Incompleto

Llegó
el momento de contar la historia de Armando. No sé como hacerlo. Me duele
escribir sobre él.
Conocí
a Armando a través de su prima hermana Marta. Marta iba todos los días al
negocio que yo trabajaba, a reirme las monerías de sato. Ese fué mi primer
trabajo, apenas saliendo de
Marta
me había comentado que su primo habia empezado a trabajar conmigo. No lo había
conocido en ese entonces, porque nuestros horarios no coincidían. Un buen día
nos tocó cerrar tienda, y conocí a Armando, mientras yo mojaba el piso y él lo
secaba a mapos.
De
Armando solo diré que era el hombre más hermoso que habia visto en mi vida. El
tiempo lo ha maltratado, pero sigue siendo hermoso. Por hoy no seguiré
escribiendo sobre él. Realmente me duele. En mi historia vivida y escrita, ha
sido y será, simples oraciones.
Escribiré
sobre lo que aprendí cuando amé a Armando.
Aprendí
que el propósito de la vida es buscar nuestra felicidad. No es la búsqueda de
una felicidad en un estado permanente. Es encontrar la felicidad en breves
instantes que nos dá la vida cada día. Lo que hace feliz a cada persona es
distinto, y esa búsqueda tambien es distinta para cada persona. A mi me hacia
feliz él. Nuestros breves instantes de esos dias.
También
aprendí que esos instantes de breve felicidad están conectados con Dios.
Cuando
finalmente entendí que Armando me rechazaba por su identidad, y no por falta de
amor, de alguna manera fuí completamente feliz. Sentí que en algún lugar de el
universo, una estrella murió para liberar renovada materia para nuevas
estrellas. En mi corazón murió la urgencia, la necesidad de él. Nació la
compasión y la rabia, que me obligó alejarme de él. Su camino a la felicidad
era muy diferente al mío. Ese breve instante de ese día.
Aprendí
que los instantes, las estrellas, la vida, el universo, hasta Dios, todo es
amor. La humanidad aún no sabe como medir el amor, porque el amor tiene peso,
tiene forma, es tangible, se puede moldear.
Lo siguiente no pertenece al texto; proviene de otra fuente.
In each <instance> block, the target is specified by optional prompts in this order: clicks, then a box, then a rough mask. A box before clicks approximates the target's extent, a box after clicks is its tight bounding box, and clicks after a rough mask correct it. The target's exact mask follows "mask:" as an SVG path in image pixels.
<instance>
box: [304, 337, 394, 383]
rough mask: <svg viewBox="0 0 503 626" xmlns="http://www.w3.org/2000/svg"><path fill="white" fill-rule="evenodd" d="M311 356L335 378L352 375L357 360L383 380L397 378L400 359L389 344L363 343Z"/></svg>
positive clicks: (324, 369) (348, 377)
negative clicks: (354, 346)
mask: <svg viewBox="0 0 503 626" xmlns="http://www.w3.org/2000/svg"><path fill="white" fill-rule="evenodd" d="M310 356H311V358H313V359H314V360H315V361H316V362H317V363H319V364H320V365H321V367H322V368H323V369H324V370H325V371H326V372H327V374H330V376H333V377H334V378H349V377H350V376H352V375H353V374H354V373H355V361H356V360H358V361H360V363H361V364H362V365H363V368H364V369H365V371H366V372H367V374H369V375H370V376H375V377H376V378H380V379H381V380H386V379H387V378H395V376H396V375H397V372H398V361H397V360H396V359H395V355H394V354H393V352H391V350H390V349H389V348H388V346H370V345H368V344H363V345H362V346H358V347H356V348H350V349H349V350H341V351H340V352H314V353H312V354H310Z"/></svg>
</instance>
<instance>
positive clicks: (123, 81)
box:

Es parte de lo que está hecho el
universo, las galaxias, las estrellas, nuestro sol, la luna, tu y yo.
El
amor es la verdadera materia y es realmente lo que nunca se destruye, siempre
se transforma, siempre ocupa su espacio en el corazón. Y al liberarse la vida,
ese amor será renovado amor, para nuevas vidas.